On le sait, le public de la musique classique vieillit et, à quelques exceptions près, ne se renouvelle guère. René Martin, directeur artistique du Festival international de piano de La Roque d’Anthéron, fidèle à son ambition de présenter un panorama actuel de l’activité pianistique contemporaine, fait se côtoyer jazz, baroque, classique, contemporain : instruments d’époque et pianos arrangés sur lesquels le clavier semble accessoire sont tous passés à La Roque. Faire sortir parfois le public de sa zone de confort tient du pari et d’une ouverture intelligente. La venue de la pianiste et compositrice polonaise Hania Rani était de cet ordre : le public de La Roque était, pour une fois, scindé en deux « camps », l’un, celui des habitués qui venaient écouter une proposition nouvelle à la fois intrigués et un peu sceptiques, l’autre, des afficionados de la musicienne, connaissant ses musiques par cœur, et pour la plupart bien plus jeunes. « Ils connaissent enfin la route pour venir à La Roque », sourient les organisateurs. 

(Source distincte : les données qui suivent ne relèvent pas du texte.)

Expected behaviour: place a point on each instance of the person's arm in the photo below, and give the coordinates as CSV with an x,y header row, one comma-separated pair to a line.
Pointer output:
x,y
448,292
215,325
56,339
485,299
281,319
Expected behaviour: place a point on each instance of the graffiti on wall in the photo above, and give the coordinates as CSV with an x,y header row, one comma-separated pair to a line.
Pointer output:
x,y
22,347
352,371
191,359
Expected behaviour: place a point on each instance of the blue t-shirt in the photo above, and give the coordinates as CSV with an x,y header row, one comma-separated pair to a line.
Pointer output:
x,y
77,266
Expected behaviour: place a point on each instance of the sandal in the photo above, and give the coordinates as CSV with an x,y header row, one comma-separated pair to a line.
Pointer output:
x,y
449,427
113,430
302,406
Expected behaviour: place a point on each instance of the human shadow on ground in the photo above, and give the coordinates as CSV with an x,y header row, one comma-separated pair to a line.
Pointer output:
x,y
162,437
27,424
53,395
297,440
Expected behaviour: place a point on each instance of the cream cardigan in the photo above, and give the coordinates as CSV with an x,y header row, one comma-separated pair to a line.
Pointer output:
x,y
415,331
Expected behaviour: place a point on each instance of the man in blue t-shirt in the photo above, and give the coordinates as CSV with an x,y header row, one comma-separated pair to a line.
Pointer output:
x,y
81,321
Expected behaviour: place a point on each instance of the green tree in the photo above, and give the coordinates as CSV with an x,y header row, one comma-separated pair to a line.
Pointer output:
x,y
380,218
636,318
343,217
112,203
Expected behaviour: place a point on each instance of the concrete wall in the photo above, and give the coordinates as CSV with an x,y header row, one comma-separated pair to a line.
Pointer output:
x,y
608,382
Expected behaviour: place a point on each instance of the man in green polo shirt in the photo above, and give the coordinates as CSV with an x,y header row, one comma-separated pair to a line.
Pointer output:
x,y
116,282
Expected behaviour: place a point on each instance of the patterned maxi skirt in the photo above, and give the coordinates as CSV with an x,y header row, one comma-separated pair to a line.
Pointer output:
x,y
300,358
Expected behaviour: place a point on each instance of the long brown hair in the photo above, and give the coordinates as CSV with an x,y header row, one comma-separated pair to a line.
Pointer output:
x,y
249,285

De la fumée, un balai de faisceaux lumineux… du jamais vu en tout cas sous la conque du parc de Florans !

La musique très intuitive de la jeune artiste qui œuvre sur trois claviers (synthétiseur, piano droit et piano à queue de concert) reliés par des consoles électroniques naît avec subtilité, à partir d’accords simples, de notes fascinantes dans leurs motifs ostinato dans la lignée d’un Philip Glass. Les influences sont multiples dans le domaine de la pop et de l’électro, mais la voix légère de la musicienne apporte une saveur très personnelle et intime à aux longues plages musicales qui s’étirent au gré de son inspiration. Les fantômes sont convoqués et se mêlent au chant obsédant des cigales, en préfiguration du prochain album qui sortira en octobre, Ghosts.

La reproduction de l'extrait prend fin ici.